Why can we not to construct a set model of $ZF$ in $ZFC$?

Question

It can be shown in $ZFC$ that $V_{\omega}$ is a model of $ZFC$ minus Infinity, so $$ZFC\vdash CON(\ulcorner ZFC-\mathrm{Inf}\urcorner)$$ (where $V_{0}=0$, $V_{\alpha +1}=P(V_{\alpha})$, $V_{\alpha}=\cup_{\beta\lt\alpha} V_{\beta}$ if $\alpha$ is a limit).

One can prove that $ZF\vdash(ZF+AC)^{\mathbf{L}}$ for the constructible class $\mathbf{L}$. So we have, in a finitistic way, $Con(ZF)\rightarrow Con(ZFC)$. From this, one can also deduce $$ZF\vdash CON(\ulcorner ZF\urcorner)\rightarrow CON(\ulcorner ZFC \urcorner)$$ and so $ZFC\not\vdash CON(\ulcorner ZF \urcorner)$ by the Goedel's second incompleteness.

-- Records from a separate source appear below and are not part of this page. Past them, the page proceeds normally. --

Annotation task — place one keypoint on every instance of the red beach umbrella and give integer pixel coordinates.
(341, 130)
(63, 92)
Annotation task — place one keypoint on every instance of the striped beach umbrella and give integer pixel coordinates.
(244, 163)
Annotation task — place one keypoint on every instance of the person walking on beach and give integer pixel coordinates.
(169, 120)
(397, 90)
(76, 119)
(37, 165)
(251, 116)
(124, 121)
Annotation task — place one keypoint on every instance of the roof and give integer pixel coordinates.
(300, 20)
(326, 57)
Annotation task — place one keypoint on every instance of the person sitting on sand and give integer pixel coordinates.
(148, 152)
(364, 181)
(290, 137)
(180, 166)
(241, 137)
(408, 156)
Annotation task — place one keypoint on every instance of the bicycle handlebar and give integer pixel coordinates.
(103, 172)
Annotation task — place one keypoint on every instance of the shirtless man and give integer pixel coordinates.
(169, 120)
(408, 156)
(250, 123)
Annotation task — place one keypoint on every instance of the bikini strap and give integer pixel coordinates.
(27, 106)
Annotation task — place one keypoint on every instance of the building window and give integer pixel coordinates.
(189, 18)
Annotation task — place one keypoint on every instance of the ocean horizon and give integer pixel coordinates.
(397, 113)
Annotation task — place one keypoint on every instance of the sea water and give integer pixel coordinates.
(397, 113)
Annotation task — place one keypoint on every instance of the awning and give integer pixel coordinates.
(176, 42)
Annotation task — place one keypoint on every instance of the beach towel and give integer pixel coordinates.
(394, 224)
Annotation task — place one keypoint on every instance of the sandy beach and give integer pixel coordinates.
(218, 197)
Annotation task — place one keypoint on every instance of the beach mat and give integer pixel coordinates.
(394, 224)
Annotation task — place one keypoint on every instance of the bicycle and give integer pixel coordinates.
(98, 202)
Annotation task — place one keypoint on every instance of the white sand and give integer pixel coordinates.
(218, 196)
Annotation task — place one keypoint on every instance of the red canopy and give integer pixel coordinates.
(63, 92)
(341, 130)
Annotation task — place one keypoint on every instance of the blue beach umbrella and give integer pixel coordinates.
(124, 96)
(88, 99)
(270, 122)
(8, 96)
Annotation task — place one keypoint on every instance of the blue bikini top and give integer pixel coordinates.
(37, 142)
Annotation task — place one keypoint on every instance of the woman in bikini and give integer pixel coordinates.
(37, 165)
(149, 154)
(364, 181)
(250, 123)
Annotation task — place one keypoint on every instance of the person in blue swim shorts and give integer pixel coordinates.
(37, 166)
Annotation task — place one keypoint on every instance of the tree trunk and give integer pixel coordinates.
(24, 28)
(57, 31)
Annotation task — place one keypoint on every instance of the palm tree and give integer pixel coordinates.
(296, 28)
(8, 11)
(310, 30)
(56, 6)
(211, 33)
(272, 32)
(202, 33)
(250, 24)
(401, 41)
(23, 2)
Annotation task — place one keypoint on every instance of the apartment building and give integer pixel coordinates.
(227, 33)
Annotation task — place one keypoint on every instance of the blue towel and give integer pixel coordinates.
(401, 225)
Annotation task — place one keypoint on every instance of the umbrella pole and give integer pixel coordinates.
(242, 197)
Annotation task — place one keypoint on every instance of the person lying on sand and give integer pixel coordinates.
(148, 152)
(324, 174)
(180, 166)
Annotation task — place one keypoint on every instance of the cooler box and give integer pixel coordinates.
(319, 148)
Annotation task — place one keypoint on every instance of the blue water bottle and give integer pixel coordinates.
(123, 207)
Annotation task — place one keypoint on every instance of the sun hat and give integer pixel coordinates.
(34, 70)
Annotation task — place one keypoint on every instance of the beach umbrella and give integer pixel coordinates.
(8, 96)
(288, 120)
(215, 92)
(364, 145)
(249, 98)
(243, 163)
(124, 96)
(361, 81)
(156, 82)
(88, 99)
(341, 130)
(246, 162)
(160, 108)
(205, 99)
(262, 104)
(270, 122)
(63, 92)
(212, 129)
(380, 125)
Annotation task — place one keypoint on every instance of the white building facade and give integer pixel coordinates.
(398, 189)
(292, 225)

At this point, I wonder why some fragments of $ZFC$, e.g., $ZFC- \mathrm{I}\mathrm{n}\mathrm{f}$ and $ZFC- \mathrm{P}$, can be shown its consistency in $ZFC$, but some, for example $ZFC-AC$, should not be. I mean, why can we not to construct a set model of $ZF$ in $ZFC$, where we can construct a set model of $ZFC-\mathrm{Inf}$ or of $ZFC-\mathrm{P}$?

Answer 1

You seem to have answered the question yourself in the second paragraph. If we could prove there were a set model of ZF in ZFC, then the constructible universe of that model would be a set model of ZFC, and we would have proved Con(ZFC) in ZFC, which is impossible by GIT, unless ZFC is inconsistent.

The fact that the constructible universe is a model of ZFC (and GCH, $\lozenge,$ $\lnot$SH etc) is good news in the sense that it shows AC, et. al. will not cause an inconsistency that wasn't already there in ZF. But from the perspective of hoping we might be able to prove Con(ZF) by adding choice, it's bad news.